Garlic is optional and gives it a more grown-up taste.  Bacos are added to give the dish a nice crunch.  You can omit both if you like (or rather if you don't like).


Spaghetti with Spinach Sauce
Yield:  4 servings


12 ozs. boxed thin spaghettini
1 9 oz. pkg. frozen creamed spinach
1/2 cup evaporated milk (fat-free is OK)
1 tsp. minced garlic (optional)
4-6 Tbs. grated Parmesan cheese (more if you like)

4 tsp. Bacos (optional)


Cook spaghettini in salted boiling water for 8 minutes. 

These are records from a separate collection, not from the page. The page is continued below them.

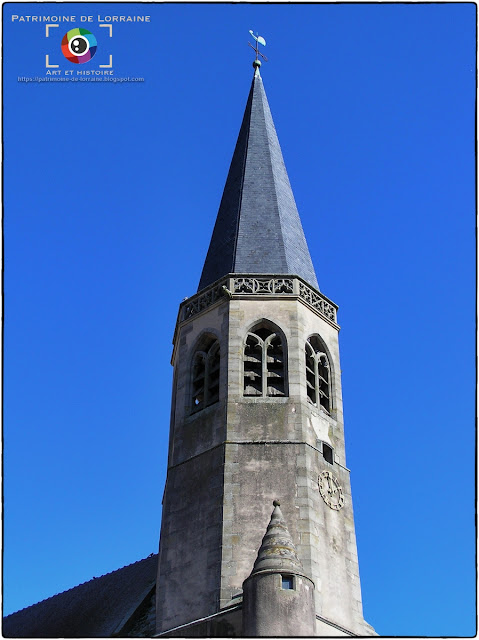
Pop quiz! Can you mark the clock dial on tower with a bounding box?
[318,470,344,510]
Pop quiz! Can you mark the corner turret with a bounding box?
[242,500,316,637]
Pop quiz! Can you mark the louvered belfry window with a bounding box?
[191,340,220,413]
[244,324,286,397]
[305,336,331,413]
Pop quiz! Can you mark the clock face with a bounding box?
[318,471,344,510]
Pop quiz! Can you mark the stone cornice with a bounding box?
[167,440,351,474]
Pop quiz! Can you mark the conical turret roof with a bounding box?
[250,500,304,576]
[198,71,319,292]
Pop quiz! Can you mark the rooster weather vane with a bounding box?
[248,30,268,67]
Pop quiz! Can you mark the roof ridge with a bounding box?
[255,74,289,273]
[231,75,254,273]
[4,553,158,618]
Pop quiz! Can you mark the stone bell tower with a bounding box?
[156,57,375,637]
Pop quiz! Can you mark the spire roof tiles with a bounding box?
[198,72,319,292]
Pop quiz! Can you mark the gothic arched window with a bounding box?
[244,323,286,397]
[191,339,220,413]
[305,336,331,413]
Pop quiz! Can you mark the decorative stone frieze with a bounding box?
[298,282,336,323]
[233,277,294,295]
[180,275,338,326]
[182,280,229,321]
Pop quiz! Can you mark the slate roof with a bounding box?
[3,554,158,638]
[198,69,319,292]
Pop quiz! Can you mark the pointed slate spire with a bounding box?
[198,73,319,292]
[249,500,304,576]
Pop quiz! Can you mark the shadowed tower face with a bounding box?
[156,61,375,637]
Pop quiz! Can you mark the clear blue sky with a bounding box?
[3,3,476,636]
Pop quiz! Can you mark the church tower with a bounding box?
[156,54,375,637]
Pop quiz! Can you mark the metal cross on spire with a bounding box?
[248,30,268,70]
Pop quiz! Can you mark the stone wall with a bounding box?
[157,287,374,636]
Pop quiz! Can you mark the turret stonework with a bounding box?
[242,500,316,637]
[156,68,376,637]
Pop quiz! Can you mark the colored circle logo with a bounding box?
[61,28,97,64]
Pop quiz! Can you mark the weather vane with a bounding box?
[248,30,268,68]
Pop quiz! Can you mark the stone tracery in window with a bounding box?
[305,336,331,413]
[244,324,286,397]
[191,339,220,413]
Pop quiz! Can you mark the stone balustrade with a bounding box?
[180,275,338,326]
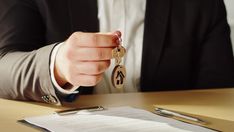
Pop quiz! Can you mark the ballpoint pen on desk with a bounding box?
[56,106,105,116]
[154,107,207,125]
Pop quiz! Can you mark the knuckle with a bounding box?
[68,32,83,47]
[90,34,98,46]
[64,46,82,61]
[74,48,83,60]
[63,42,77,61]
[96,49,104,59]
[72,32,82,38]
[92,61,109,74]
[92,64,101,74]
[64,49,74,61]
[69,32,78,44]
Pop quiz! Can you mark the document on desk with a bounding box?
[22,106,215,132]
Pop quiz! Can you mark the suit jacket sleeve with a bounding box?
[0,0,61,105]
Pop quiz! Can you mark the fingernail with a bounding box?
[112,35,118,45]
[114,31,121,37]
[115,36,122,45]
[113,35,121,45]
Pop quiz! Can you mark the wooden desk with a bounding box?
[1,88,234,132]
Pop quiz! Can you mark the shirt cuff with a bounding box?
[50,42,79,95]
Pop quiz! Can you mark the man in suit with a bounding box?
[0,0,234,105]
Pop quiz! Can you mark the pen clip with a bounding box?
[56,106,105,116]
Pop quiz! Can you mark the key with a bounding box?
[115,56,121,65]
[111,35,126,89]
[112,45,126,58]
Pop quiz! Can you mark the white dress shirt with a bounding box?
[50,0,146,94]
[95,0,146,93]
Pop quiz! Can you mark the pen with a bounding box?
[154,107,206,124]
[56,106,105,116]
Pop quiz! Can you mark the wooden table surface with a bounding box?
[1,88,234,132]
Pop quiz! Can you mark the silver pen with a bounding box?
[154,107,206,124]
[56,106,105,116]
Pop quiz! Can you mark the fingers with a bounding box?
[66,61,110,86]
[114,30,121,37]
[67,48,113,61]
[65,31,121,61]
[75,60,110,75]
[54,31,121,87]
[68,74,103,86]
[70,32,120,48]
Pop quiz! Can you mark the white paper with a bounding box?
[23,106,215,132]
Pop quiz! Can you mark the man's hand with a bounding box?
[54,31,121,89]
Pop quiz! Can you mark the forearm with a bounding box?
[0,44,60,105]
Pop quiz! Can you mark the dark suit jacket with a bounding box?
[0,0,234,104]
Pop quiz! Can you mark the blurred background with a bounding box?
[224,0,234,51]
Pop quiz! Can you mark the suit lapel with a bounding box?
[68,0,99,32]
[140,0,171,91]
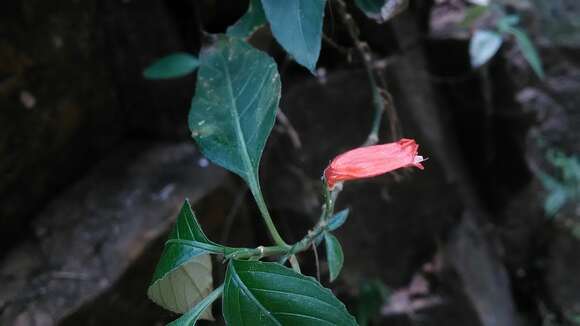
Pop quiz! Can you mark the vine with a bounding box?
[144,0,424,325]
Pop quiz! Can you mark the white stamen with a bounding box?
[414,155,426,164]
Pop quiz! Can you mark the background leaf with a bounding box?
[355,0,384,14]
[469,29,503,68]
[324,233,344,282]
[261,0,326,72]
[227,0,267,39]
[143,52,199,79]
[188,36,280,202]
[147,201,214,320]
[167,285,224,326]
[460,5,488,28]
[355,280,390,326]
[354,0,409,23]
[223,259,357,325]
[507,27,545,79]
[496,15,520,32]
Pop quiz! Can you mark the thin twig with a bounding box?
[276,109,302,149]
[323,34,351,57]
[334,0,401,145]
[312,242,321,281]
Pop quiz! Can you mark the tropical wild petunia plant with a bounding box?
[144,0,427,325]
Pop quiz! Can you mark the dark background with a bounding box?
[1,0,579,325]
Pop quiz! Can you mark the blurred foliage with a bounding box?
[536,149,580,217]
[463,3,544,78]
[528,0,580,47]
[355,280,391,326]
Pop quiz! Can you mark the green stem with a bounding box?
[322,182,341,221]
[230,245,288,260]
[229,185,341,261]
[366,70,384,145]
[251,182,289,248]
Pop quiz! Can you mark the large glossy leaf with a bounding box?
[147,200,215,320]
[469,29,503,68]
[189,36,280,199]
[223,260,357,325]
[261,0,326,72]
[143,52,199,79]
[324,233,344,282]
[354,0,408,23]
[168,284,224,326]
[227,0,267,39]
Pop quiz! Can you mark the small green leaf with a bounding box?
[354,0,409,23]
[223,260,357,325]
[167,284,224,326]
[227,0,267,39]
[327,209,350,231]
[507,27,545,79]
[536,169,568,216]
[261,0,326,72]
[143,53,199,79]
[189,36,280,204]
[325,233,344,282]
[148,201,216,320]
[469,29,503,68]
[544,190,567,216]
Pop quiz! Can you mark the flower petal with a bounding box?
[324,138,424,189]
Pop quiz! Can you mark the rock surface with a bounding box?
[0,142,227,326]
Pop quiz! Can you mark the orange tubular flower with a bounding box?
[324,138,425,190]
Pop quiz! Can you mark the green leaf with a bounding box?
[165,239,226,255]
[188,36,280,203]
[544,190,567,216]
[167,284,224,326]
[227,0,267,39]
[324,233,344,282]
[143,52,199,79]
[469,29,503,68]
[355,280,390,326]
[327,209,350,232]
[354,0,409,23]
[148,200,216,320]
[507,27,545,79]
[223,260,357,325]
[261,0,326,72]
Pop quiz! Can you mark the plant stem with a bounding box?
[322,182,341,221]
[231,185,342,261]
[334,0,396,145]
[251,182,289,248]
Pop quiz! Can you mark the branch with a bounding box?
[334,0,401,145]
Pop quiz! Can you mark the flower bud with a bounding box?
[324,138,425,190]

While the pasta is cooking, using a sharp knife cut a large  "X" in the middle of one side of the frozen bag of creamed spinach.  Spread the opening a bit, then place the bag, cup side up, in a microwave-safe bowl.  Microwave on high for one minute.  Remove from oven, flip over the bag and dump the contents into the same bowl.  Using a table knife, chop the spinach into a few chunks.  Add the evaporated milk and garlic.  Cover loosely, then microwave on high for another 2 1/2 to 3 minutes, or until completely defrosted.  Remove from microwave, and set aside on a heat-proof surface, covered until pasta is finished cooking.


When pasta is done al dente, drain in a colander, and run hot water over it for a few seconds to prevent the pasta from sticking together (hot water is cooler than boiling water, yet doesn't cool off the pasta too much).  Divide pasta among 4 pasta bowls.  Stir spinach sauce, then top each with a couple of serving spoons' worth of spinach sauce and a tablespoon or more of parmesan cheese.  Sprinkle with Bacos, if desired.  Serve hot.  


If there is any leftover sauce, add a tablespoon or two of parm cheese and finish it off yourself.